Page tree

Versions Compared

Key

  • This line was added.
  • This line was removed.
  • Formatting was changed.
Excerpt

5.2.2 Release Date 25th November 2016

5.2.1 Release Date 23rd November 2016

5.2 Release Date: 4th November 2016

Contents

Table of Contents
minLevel2
indent6px
exclude(Download.*)|(Javadoc)|(Manuals)

Highlights in 5.2.2

NAS 5.2.2 restores the functionality missing since the upgrade to Heritrix 3, which allows one to control switch deduplication on or off as a setting to the HarvestJobManager component. The setting in settings_HarvestJobManagerApplication.xml is setting harvester.harvesting.deduplication.enabled which is binary valued. The setting is applied to harvests generated using any crawler template which includes the DeDuplicator bean and which specifies the appropriate placeholder, for example as follows:

Code Block
  <bean id="DeDuplicator" class="is.hi.bok.deduplicator.DeDuplicator">
    <!-- DEDUPLICATION_INDEX_LOCATION_PLACEHOLDER is replaced by path on harvest-server -->
    <property name="indexLocation" value="%{DEDUPLICATION_INDEX_LOCATION_PLACEHOLDER}"/>
    <property name="matchingMethod" value="URL"/>
    <property name="tryEquivalent" value="TRUE"/>
    <property name="changeContentSize" value="false"/>
    <property name="mimeFilter" value="^text/.*"/>
    <property name="filterMode" value="BLACKLIST"/>
    <property name="origin" value=""/>
    <property name="originHandling" value="INDEX"/>
    <property name="statsPerHost" value="true"/>
    <property name="enabled" value="%{DEDUPLICATION_ENABLED_PLACEHOLDER}" />
  </bean>

The %{DEDUPLICATION_ENABLED_PLACEHOLDER} is replaced with the current value of the setting when jobs are generated.
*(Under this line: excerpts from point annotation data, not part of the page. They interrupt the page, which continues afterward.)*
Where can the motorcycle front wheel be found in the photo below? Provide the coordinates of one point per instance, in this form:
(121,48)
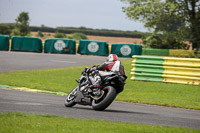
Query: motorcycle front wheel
(108,97)
(70,99)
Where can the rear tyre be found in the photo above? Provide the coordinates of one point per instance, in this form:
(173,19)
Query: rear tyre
(70,99)
(109,95)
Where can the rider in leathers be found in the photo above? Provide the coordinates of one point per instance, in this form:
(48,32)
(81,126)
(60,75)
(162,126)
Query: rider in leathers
(111,65)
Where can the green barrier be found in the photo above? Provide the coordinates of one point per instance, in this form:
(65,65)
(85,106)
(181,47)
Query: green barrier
(126,50)
(28,44)
(59,45)
(4,42)
(161,52)
(93,47)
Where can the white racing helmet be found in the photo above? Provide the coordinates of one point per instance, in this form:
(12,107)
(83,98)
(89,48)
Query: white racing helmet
(112,57)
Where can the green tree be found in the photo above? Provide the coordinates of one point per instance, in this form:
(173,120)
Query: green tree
(178,20)
(22,23)
(59,35)
(4,29)
(78,36)
(39,34)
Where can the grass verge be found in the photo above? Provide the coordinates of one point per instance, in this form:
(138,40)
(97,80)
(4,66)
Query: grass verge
(63,80)
(31,123)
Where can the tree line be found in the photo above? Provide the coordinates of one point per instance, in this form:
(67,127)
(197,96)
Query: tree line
(89,31)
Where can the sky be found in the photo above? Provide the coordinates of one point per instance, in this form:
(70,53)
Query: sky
(96,14)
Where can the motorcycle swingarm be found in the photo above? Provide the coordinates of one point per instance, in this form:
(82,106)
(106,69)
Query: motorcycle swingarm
(80,99)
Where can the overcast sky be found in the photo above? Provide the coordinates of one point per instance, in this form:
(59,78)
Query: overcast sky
(97,14)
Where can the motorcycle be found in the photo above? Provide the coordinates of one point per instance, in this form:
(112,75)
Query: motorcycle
(99,97)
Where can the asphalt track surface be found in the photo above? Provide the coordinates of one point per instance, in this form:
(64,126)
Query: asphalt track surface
(28,102)
(17,61)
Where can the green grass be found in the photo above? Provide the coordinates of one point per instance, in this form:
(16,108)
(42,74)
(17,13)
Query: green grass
(63,79)
(31,123)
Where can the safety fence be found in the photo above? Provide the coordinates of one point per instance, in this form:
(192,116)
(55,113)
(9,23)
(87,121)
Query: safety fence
(27,44)
(90,47)
(58,45)
(166,69)
(87,47)
(126,50)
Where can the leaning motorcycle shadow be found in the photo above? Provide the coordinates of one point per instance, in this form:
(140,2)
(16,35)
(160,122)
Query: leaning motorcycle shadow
(111,111)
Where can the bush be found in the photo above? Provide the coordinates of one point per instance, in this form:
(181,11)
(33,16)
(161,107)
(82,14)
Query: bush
(160,41)
(78,36)
(59,35)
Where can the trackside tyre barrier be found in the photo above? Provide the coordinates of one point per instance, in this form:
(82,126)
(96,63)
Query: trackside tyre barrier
(166,69)
(90,47)
(126,50)
(27,44)
(59,45)
(4,42)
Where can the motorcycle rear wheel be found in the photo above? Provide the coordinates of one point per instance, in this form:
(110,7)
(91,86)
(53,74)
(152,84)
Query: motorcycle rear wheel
(70,99)
(109,95)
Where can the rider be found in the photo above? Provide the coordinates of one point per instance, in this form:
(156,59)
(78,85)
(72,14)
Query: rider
(112,64)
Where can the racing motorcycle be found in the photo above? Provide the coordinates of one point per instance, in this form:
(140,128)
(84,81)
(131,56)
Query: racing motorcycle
(99,97)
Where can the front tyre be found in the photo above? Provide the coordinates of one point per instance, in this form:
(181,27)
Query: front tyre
(70,99)
(109,95)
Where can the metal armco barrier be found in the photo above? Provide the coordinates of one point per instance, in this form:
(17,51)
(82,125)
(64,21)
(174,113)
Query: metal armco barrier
(166,69)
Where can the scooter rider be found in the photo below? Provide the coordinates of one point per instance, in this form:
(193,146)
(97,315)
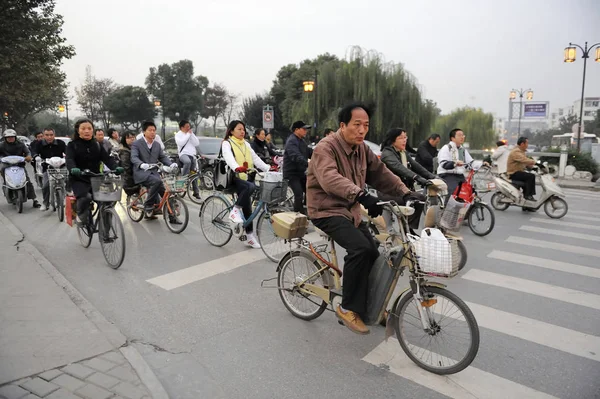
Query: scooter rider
(452,160)
(84,152)
(11,146)
(515,168)
(50,147)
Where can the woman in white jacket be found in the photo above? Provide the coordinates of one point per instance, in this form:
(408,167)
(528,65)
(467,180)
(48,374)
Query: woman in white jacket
(240,157)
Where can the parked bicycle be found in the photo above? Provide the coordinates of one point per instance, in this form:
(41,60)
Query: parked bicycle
(103,219)
(57,178)
(174,209)
(218,230)
(435,328)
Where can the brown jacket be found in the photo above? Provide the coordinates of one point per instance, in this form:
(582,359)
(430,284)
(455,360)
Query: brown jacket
(517,161)
(337,173)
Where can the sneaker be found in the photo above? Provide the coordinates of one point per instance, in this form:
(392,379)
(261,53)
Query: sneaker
(252,241)
(351,320)
(236,215)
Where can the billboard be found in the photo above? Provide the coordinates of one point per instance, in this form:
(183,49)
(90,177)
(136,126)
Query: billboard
(535,109)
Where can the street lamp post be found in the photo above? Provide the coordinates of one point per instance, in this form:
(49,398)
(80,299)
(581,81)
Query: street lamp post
(311,86)
(529,95)
(571,56)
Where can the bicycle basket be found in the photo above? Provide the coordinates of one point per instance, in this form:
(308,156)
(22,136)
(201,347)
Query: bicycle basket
(106,189)
(273,191)
(176,184)
(434,254)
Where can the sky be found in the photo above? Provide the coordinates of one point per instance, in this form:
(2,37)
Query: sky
(462,52)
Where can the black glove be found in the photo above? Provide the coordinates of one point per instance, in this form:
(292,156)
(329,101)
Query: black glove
(370,204)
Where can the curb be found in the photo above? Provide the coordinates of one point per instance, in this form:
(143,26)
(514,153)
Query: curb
(110,331)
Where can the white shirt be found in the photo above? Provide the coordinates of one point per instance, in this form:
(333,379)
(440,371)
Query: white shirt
(449,153)
(500,157)
(232,163)
(156,138)
(186,143)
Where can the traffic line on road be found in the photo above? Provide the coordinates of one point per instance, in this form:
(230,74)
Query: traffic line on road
(539,332)
(560,233)
(533,287)
(545,263)
(565,224)
(471,383)
(553,245)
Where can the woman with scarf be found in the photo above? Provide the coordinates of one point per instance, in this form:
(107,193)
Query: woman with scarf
(240,157)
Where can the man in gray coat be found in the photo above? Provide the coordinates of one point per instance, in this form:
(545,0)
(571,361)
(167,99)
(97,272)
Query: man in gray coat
(144,152)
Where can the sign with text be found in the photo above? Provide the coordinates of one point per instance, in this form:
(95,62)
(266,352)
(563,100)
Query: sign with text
(535,110)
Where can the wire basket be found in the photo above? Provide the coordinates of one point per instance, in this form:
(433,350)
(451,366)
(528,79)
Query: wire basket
(271,192)
(483,181)
(106,189)
(436,255)
(176,184)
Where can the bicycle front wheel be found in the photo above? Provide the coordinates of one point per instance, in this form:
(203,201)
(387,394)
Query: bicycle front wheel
(112,237)
(447,341)
(481,219)
(214,220)
(273,246)
(177,217)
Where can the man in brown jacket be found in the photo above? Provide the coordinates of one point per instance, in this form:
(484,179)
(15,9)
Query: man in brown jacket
(340,167)
(515,168)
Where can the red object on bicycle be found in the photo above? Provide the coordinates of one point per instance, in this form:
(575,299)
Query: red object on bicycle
(70,212)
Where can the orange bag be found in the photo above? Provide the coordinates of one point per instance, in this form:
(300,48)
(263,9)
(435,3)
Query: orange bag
(70,209)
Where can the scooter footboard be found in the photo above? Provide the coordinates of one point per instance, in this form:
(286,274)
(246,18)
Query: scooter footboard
(382,281)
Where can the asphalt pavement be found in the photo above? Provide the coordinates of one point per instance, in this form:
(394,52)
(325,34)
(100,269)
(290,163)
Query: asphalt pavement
(201,320)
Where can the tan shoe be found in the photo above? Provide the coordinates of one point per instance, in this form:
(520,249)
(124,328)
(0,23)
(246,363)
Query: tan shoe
(352,320)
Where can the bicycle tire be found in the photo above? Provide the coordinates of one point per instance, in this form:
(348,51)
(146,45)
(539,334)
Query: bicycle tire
(463,363)
(287,262)
(472,214)
(115,235)
(179,205)
(60,205)
(274,247)
(222,224)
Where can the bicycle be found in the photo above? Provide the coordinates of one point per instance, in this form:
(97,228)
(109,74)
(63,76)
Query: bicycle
(316,282)
(214,217)
(172,206)
(104,220)
(57,178)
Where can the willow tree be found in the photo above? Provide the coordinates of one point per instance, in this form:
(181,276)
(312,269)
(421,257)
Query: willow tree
(477,125)
(365,76)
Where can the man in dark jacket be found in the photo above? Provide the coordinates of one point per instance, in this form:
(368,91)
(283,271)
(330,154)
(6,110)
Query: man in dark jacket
(427,150)
(295,163)
(50,147)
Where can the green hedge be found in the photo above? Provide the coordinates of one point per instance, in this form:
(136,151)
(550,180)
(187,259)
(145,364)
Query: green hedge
(582,161)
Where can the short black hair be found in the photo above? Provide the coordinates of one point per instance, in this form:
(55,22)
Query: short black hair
(147,124)
(452,133)
(345,114)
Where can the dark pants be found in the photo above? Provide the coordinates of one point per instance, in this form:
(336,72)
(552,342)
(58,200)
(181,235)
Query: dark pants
(188,164)
(156,190)
(244,190)
(298,186)
(83,192)
(361,255)
(528,179)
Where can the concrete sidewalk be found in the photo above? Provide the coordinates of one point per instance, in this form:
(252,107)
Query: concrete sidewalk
(53,342)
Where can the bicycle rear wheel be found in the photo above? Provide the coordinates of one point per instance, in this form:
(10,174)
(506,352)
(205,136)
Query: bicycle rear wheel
(481,219)
(179,212)
(214,220)
(451,340)
(273,246)
(296,269)
(112,237)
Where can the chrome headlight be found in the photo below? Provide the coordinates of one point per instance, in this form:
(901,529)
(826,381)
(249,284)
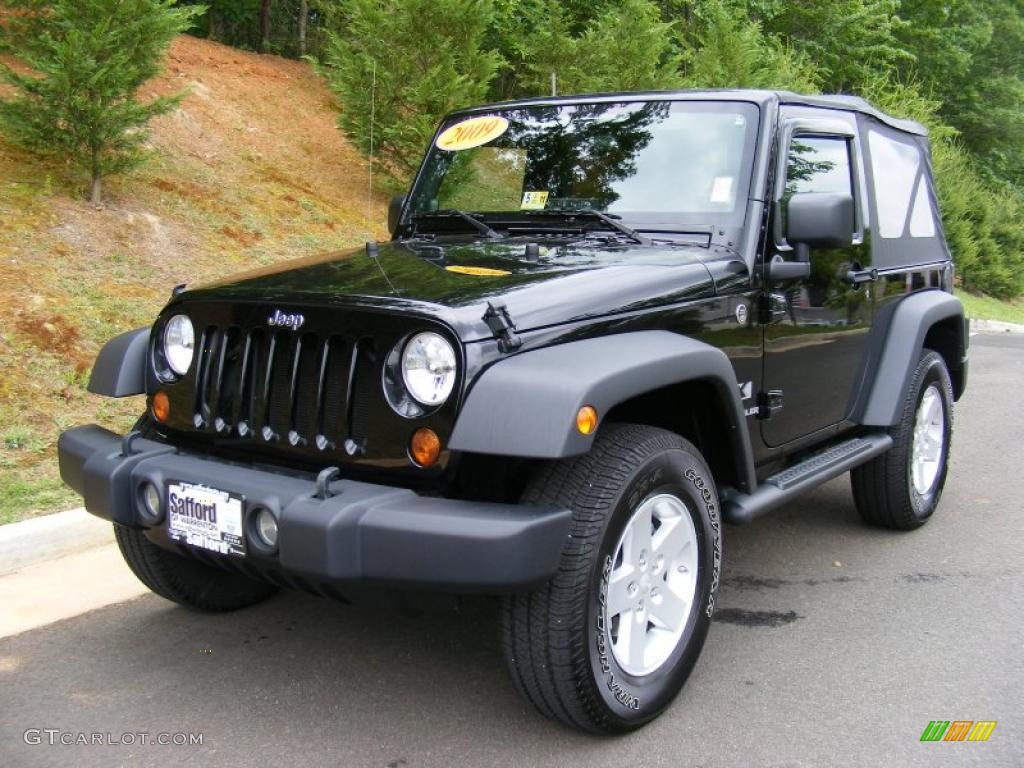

The placeholder is optional, and deduplication will be enabled by default for any template which includes the DeDuplicator in its position chain and for which the "enabled" property is not explicitly defined.  

Highlights in 5.2.1

NAS 5.2.1 is a bugfix release addressing in issue in wayback-indexing of deduplicate records. 

Highlights in 5.2

Java 8


NetarchiveSuite now requires a Java 8 runtime for all components.

New Settings

  • ChecksumFileApplication

     

    Code Block
    /**
    * <b>settings.archive.checksum.usePrecomputedChecksum</b>: This decides whether or not use the pre-computed checksum sent as part of the StoreMessage and UploadMessage
    * The default is false
    */
        public static String CHECKSUM_USE_PRECOMPUTED_CHECKSUM_DURING_UPLOAD= "settings.archive.checksum.usePrecomputedChecksumDuringUpload";

    This boolean can be used to optimise the upload process to the bitarchives.

     

  • GUIApplication, HarvestJobManager

    Code Block
    /**
     * <b>settings.common.topLevelDomains.tld</b>: <br>
     * Extra valid top level domain, like .co.uk, .dk, .org., not part of current embedded public_suffix_list.dat file 
     * in common/common-core/src/main/resources/dk/netarkivet/common/utils/public_suffix_list.dat
     * downloaded from https://www.publicsuffix.org/list/public_suffix_list.dat
     */
    public static String TLDS = "settings.common.topLevelDomains.tld";
  • HarvestControllerApplication

    Code Block
    /**
     * The version number which goes in metadata file names like 12345-metadata-&lt;version number&gt;.warc.gz
     */
    public static String METADATA_FILE_VERSION_NUMBER = "settings.harvester.harvesting.metadata.filename.versionnumber";

    This parameter allows for the definition of different generations of metadata file.

    Code Block
    /**
     * <b>settings.harvester.harvesting.metadata.compression</b> Do we compress the
     * metadata associated with a given harvest job. 
     * default: false 
     */
    public static String METADATA_COMPRESSION = "settings.harvester.harvesting.metadata.compression";

    Controls whether metadata files are generated in compressed (warc.gz) format.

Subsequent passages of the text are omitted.